La publication d’une enquête accablante sur les méthodes d’interrogatoire de la CIA est aussi un nouveau témoignage des atermoiements du président.

La démocratie américaine a une qualité admirable : elle n’hésite jamais à enquêter sur ses erreurs, ses dérives, parfois même ses abominations. Qu’il s’agisse des morts de civils contestables et inutiles d’Hiroshima ou de Dresde pendant la Seconde Guerre mondiale, des massacres insoutenables comme celui de My Laï, au coeur du conflit vietnamien, et aujourd’hui des méthodes d’une brutalité indigne utilisées par les services secrets pour faire parler des suspects de terrorisme après les attentats du 11 Septembre, les commissions parlementaires n’hésitent pas à porter le fer bien profondément dans les excès et les dérapages de ceux qui agissent au nom des États-Unis. Et même quand cela fait mal.

Ne rien dissimuler, c’est le propos de ce rapport d’enquête de 6 000 pages de la commission du Renseignement du Sénat présidée par une des icônes de la gauche américaine, la sénatrice de Californie Dianne Feistein. Pendant trois ans, les membres de son équipe ont étudié des millions de documents rapportant les conditions de détention et d’interrogatoire des prisonniers capturés enAfghanistan, au Pakistan ou au Yémen suspectés d’appartenir à la nébuleuse du terrorisme proche d’al-Qaida. Le rapport de 525 pages, expurgé de certains détails et rendu public, révèle – ou confirme – les méthodes utilisées pour faire parler les suspects : privation de sommeil, simulacre de noyade, menaces d’être exécutés, voire enterrés vivants. Il dénonce surtout l’inutilité de semblables pratiques qui, contrairement à ce que soutient la CIA, n’ont jamais permis, disent les auteurs, d’éviter des attentats en préparation. Et ne sont, d’après le rapport, pour rien dans la traque finale et l’élimination de Ben Laden.

Obama pas aussi clair qu’il veut le faire croire

Barack Obama, dès la publication du rapport mardi matin, s’est félicité, par l’intermédiaire de l’un de ses porte-parole, que la vérité sur ces pratiques indignes de la démocratie américaine soit révélée au pays.

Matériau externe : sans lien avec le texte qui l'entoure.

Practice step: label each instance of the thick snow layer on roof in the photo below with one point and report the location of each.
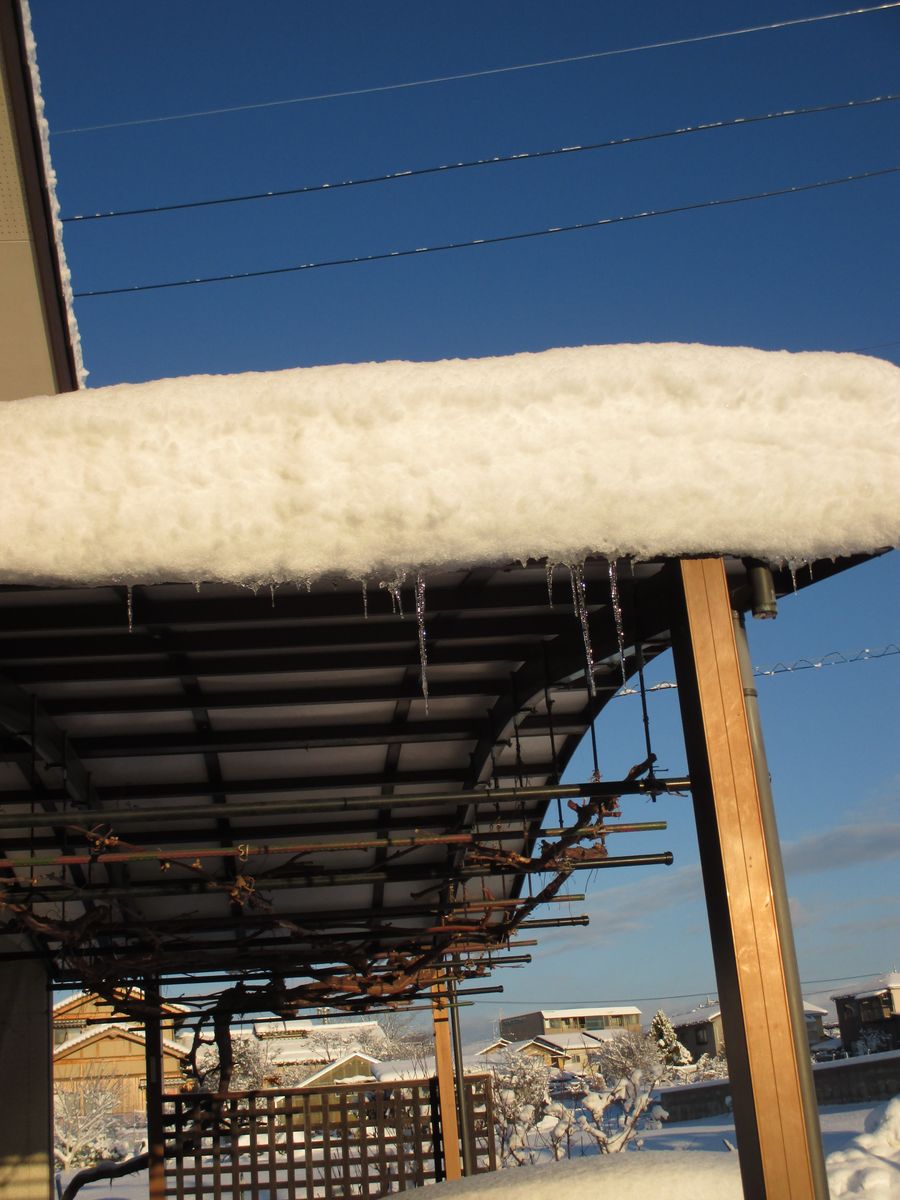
(51, 180)
(366, 469)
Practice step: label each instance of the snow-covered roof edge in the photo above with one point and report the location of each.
(609, 1011)
(340, 1062)
(383, 471)
(49, 175)
(864, 988)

Et la Maison-Blanche rappelle que dès janvier 2009, immédiatement après son arrivée aux affaires, Obama avait fait en sorte que les méthodes musclées d’interrogatoire soient interdites. Il est même le premier responsable à avoir qualifié de “tortures” les pratiques de la CIA.

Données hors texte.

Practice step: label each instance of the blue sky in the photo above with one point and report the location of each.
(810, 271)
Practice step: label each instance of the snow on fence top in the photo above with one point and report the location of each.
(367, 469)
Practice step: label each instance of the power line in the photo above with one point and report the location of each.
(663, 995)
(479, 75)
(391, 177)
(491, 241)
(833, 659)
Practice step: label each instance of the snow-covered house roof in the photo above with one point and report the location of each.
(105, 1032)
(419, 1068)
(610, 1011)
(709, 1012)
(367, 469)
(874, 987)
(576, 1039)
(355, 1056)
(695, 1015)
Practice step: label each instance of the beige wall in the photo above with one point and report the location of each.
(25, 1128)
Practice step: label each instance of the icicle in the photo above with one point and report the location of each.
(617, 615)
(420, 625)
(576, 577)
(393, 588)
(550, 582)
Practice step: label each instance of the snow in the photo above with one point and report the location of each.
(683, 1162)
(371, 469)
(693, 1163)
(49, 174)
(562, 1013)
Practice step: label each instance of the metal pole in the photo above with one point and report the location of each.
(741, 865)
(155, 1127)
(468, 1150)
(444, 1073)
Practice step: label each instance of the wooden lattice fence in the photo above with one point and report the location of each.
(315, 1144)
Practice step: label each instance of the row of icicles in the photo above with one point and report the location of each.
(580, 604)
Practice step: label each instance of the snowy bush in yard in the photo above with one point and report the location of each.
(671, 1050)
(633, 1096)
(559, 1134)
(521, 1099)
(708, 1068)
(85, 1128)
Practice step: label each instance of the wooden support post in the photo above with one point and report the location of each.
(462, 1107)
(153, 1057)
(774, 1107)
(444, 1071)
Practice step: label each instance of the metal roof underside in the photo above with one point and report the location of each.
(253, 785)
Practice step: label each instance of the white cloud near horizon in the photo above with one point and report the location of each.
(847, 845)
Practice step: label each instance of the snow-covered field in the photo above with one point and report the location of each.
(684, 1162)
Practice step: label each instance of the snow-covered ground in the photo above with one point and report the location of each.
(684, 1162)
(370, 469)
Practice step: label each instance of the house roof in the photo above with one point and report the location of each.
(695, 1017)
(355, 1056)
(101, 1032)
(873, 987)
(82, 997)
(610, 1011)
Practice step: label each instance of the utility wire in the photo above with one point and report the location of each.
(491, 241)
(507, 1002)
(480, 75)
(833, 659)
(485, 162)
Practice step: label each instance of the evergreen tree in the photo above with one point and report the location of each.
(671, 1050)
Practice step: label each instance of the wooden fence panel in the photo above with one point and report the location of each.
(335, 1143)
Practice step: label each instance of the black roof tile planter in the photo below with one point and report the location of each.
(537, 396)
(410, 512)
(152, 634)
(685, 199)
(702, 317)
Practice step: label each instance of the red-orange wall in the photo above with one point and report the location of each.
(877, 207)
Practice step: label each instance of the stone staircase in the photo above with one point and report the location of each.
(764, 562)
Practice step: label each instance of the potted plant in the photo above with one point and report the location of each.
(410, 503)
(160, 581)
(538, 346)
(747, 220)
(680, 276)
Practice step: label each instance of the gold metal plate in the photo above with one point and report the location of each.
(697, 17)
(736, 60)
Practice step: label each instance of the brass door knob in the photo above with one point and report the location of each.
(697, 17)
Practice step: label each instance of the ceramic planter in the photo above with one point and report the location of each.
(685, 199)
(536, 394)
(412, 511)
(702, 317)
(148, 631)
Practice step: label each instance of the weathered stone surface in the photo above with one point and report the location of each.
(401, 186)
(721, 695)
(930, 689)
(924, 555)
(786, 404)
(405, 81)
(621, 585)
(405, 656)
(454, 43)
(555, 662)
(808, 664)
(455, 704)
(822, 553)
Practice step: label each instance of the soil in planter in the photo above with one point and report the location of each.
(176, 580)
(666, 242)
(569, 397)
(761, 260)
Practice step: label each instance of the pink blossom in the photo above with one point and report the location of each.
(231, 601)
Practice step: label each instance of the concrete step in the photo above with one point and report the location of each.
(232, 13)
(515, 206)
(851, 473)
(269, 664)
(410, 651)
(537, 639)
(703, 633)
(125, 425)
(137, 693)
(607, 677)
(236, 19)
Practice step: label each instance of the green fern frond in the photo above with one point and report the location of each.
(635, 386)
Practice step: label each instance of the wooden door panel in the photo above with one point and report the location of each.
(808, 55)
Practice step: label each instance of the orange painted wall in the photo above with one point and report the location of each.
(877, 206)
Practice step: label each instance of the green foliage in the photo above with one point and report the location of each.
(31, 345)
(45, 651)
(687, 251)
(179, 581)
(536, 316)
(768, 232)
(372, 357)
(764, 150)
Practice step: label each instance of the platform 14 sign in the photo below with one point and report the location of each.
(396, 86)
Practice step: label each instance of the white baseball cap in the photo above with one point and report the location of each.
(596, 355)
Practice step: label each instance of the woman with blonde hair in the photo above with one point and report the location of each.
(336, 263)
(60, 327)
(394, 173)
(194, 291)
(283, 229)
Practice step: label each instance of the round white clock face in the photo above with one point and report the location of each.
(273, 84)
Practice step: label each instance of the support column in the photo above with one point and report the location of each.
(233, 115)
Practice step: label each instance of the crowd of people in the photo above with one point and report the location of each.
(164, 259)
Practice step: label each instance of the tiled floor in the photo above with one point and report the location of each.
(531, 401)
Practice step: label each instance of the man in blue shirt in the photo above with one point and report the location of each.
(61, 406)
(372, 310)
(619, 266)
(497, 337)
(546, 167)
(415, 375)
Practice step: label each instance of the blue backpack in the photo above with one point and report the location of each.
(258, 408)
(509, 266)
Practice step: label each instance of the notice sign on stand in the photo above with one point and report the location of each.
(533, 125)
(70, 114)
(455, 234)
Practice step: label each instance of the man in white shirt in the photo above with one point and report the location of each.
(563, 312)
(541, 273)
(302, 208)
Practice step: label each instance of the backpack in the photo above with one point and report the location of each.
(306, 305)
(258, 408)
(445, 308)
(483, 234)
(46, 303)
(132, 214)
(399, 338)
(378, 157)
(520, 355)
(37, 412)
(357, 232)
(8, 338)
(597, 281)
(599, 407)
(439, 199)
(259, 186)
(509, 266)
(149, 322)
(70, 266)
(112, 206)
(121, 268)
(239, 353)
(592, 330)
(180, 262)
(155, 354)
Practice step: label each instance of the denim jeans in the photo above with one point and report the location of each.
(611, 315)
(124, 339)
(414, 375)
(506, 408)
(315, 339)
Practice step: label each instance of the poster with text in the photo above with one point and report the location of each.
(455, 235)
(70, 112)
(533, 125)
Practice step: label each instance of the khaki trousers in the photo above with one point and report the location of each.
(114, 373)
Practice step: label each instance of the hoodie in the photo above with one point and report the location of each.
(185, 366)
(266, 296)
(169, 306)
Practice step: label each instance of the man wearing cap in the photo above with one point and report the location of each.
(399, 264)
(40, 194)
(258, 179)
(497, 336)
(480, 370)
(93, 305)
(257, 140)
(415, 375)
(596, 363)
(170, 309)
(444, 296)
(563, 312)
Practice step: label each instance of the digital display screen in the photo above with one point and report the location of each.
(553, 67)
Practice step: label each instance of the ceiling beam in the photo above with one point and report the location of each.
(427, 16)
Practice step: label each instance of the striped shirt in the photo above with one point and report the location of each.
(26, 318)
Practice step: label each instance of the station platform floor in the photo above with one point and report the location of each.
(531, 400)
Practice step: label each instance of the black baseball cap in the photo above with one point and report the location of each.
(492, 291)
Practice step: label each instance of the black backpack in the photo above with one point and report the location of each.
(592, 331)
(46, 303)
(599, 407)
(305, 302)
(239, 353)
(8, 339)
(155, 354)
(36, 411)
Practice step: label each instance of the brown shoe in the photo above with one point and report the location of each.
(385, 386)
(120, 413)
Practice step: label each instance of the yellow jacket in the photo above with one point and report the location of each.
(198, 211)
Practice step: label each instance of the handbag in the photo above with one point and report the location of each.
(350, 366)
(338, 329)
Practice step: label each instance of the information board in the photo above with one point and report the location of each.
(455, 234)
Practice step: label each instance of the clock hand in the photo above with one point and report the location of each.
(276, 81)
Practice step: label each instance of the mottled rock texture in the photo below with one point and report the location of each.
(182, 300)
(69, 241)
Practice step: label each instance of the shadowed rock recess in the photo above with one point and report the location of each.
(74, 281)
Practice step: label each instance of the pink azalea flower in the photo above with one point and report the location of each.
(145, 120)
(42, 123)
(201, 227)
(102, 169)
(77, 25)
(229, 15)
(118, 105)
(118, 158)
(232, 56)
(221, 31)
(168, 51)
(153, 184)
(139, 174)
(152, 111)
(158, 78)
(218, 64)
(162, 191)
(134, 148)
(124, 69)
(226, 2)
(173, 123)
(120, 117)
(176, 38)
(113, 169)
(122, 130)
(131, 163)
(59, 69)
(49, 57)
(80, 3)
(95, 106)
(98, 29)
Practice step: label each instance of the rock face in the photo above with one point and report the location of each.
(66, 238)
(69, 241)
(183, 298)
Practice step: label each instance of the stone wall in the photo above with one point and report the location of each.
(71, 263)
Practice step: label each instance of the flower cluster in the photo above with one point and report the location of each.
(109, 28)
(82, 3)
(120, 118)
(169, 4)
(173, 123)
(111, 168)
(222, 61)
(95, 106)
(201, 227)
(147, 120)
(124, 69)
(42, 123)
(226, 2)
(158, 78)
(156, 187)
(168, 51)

Pourtant, le président des États-Unis n’est pas aussi clair qu’il veut le faire croire sur ce rapport explosif. D’abord parce que le texte était fin prêt dès avril 2014 et que la Maison-Blanche, pour des motifs divers, a fait en sorte que sa publication soit repoussée. Vendredi dernier encore, John Kerry a fait savoir, “au nom de l’administration”, que rendre publique cette enquête n’était pas opportun, compte tenu de la guerre engagée contre les djihadistes de l’État islamique. Dans les émissions d’information des télévisions, des experts plus ou moins indépendants ont insisté sur le risque que ces révélations allaient faire courir à des Américains dans les ambassades des pays sensibles. La responsable du rapport, la sénatrice Feinstein, a par ailleurs indiqué que la Maison-Blanche avait soustrait aux investigations de la commission 9 400 pages concernant des interrogatoires en raison du “privilège de l’exécutif”. Sans compter le refus qui lui a été opposé d’interroger certains membres de la CIA. Elle accuse d’ailleurs l’agence d’avoir, à plusieurs reprises, violé les ordinateurs des membres de la commission.

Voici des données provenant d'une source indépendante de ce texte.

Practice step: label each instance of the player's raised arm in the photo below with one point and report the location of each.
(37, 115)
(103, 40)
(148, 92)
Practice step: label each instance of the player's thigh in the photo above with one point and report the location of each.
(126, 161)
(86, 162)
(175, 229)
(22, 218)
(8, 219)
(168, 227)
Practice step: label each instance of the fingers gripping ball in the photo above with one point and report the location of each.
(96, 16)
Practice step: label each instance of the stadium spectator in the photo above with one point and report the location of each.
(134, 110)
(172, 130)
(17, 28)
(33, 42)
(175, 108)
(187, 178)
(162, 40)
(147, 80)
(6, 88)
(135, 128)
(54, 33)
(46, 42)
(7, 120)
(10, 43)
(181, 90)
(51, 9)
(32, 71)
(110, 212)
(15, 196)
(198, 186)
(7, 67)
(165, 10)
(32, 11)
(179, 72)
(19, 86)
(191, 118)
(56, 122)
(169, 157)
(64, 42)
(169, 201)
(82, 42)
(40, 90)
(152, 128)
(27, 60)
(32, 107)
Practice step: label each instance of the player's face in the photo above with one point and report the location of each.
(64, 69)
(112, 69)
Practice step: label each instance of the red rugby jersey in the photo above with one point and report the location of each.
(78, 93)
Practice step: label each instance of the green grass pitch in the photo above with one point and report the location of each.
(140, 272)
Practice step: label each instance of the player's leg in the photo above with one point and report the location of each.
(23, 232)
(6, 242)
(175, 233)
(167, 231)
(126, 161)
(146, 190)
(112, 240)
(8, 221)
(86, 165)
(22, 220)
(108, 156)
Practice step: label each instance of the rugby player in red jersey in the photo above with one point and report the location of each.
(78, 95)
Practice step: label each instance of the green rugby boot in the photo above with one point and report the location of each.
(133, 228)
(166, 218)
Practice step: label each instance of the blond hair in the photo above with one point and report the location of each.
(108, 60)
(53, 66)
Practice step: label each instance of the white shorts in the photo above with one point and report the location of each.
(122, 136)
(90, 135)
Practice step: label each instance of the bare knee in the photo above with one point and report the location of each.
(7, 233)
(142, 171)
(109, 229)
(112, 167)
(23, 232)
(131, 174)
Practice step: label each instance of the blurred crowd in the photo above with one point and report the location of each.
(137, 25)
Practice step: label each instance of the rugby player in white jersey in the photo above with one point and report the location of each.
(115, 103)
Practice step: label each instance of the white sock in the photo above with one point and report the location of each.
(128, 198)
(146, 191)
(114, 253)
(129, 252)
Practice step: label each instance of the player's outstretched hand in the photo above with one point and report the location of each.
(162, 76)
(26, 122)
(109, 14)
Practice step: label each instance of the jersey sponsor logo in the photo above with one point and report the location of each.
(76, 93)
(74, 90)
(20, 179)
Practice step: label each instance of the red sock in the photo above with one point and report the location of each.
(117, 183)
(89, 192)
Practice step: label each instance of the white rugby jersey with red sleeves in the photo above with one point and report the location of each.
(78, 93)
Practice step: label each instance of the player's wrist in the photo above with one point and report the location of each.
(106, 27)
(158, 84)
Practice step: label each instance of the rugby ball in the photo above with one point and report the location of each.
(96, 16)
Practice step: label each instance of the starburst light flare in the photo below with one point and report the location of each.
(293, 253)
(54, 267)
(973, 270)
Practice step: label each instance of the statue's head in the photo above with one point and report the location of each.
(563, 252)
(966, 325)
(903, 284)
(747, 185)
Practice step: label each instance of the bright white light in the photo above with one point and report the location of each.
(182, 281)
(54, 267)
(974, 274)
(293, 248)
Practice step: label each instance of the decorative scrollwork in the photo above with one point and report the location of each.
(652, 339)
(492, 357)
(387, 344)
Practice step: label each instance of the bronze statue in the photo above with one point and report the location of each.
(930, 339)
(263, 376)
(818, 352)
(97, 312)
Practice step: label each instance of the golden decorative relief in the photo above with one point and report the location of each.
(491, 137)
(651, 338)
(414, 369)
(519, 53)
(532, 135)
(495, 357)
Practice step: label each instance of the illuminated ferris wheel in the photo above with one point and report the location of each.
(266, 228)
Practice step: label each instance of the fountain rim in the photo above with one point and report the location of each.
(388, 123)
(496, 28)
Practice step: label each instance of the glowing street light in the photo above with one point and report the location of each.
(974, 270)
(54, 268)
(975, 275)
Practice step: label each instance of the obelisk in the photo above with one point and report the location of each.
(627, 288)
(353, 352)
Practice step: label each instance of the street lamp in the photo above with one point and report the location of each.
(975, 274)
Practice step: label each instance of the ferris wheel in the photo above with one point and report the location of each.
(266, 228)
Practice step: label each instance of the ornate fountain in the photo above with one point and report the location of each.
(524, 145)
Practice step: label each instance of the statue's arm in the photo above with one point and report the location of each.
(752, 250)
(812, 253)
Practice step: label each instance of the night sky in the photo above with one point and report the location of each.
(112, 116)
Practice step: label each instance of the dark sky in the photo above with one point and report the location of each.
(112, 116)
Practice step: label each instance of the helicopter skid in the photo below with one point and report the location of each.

Enfin, Obama, interrogé mardi par la chaîne de télévision latino Telemundo sur ce qu’il aurait fait à la place de George Bush s’il avait été à la Maison-Blanche après le 11 Septembre, a répondu : “Personne ne peut comprendre ce qu’on pouvait ressentir en étant comptable de la sécurité et même du salut du peuple américain après la pire attaque subie sur notre sol.” Certains jugeront cette déclaration comme le comble du faux-fuyant. D’autres comme le signe d’une grande honnêteté. En fait, Obama ne tire pas de cette affaire les bénéfices politiques qu’il aurait pu en escompter : les démocrates critiquent ses hésitations et les républicains lui reprochent d’avoir lâché la CIA.